September 11, 2008: US President George W. Bush secretly approved orders in July that for the first time allow American Special Operations forces to carry out ground assaults inside Pakistan without the prior approval of the Pakistani government, according to senior American officials cited by the International Herald Tribune. However, another report by Inter Press Service says that this decision went against the advice of the US National Intelligence Council (NIC).
"The classified orders signal a watershed for the Bush administration after nearly seven years of trying to work with Pakistan to combat the Taliban and Al Qaeda, and after months of high-level stalemate about how to challenge the militants' increasingly secure base in Pakistan's tribal areas.
The IHT report said that US officials say that they will notify Pakistan when they conduct limited ground attacks like the Special Operations raid last Wednesday in a Pakistani village near the Afghanistan border, but that they will not ask for its permission.
The IHT report added that the US Central Intelligence Agency has for several years fired missiles at militants inside Pakistan from remotely piloted Predator aircraft. But the new orders for the military's Special Operations forces relax firm restrictions on conducting raids on the soil of an important ally without its permission.
Pakistan's top army officer says that his forces will not tolerate American incursions like the one that took place last week, the report added. He said the army would defend the country's sovereignty "at all costs."
The report argues that it is unclear what legal authorities the US has invoked to conduct even limited ground raids in a friendly country though one senior American official told IHT that the Pakistani government had privately assented to the general concept of limited ground assaults by Special Operations forces against significant militant targets, but that it did not approve each mission.
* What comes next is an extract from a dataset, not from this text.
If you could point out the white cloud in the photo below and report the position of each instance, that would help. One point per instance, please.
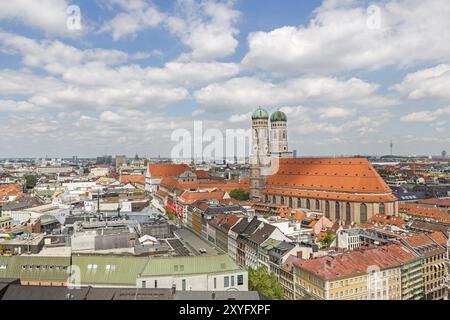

The new orders were issued after months of debate inside the Bush administration about whether to authorize a ground campaign inside Pakistan. The debate, first reported by The New York Times in late June, at times pitted some officials at the State Department against parts of the Pentagon that advocated aggressive action against Qaeda and Taliban targets inside the tribal areas.
"Unilateral action by the American forces does not help the war against terror because it only enrages public opinion," said Husain Haqqani, Pakistan's ambassador to Washington. "In this particular incident, nothing was gained by the action of the troops."
NIC warned against raid
Further IPS reported that the National Intelligence Council, the US intelligence community's focal point for estimating future developments, warned the Bush administration last month that a decision to launch commando raids by US troops against al Qaeda-related targets in Pakistan's North-West Frontier region would "carry a high risk of further destabilising the Pakistani military and government".
"That blunt warning was conveyed to the White House in an oral briefing by a top official of the NIC two or three weeks ago, according to Philip Giraldi, former operations officer and counter-terrorist specialist in the CIA Directorate of Operations, who maintains contacts with the intelligence community.
"Another source, who has been briefed by NIC officials on the issue, confirms that the NIC message, representing a consensus in the intelligence community, was conveyed to the Bush administration in August, just as an intense debate over whether to carry out commando raids against al Qaeda and Taliban targets in the Federally Administered Tribal Areas (FATA) of Pakistan was still under way.
"The source, who asked not to be identified because of the confidentiality of his contacts with the NIC, said the White House was warned that if U.S. commando raids continued over a longer period of time, the NIC believes they could threaten the unity of the Pakistani military."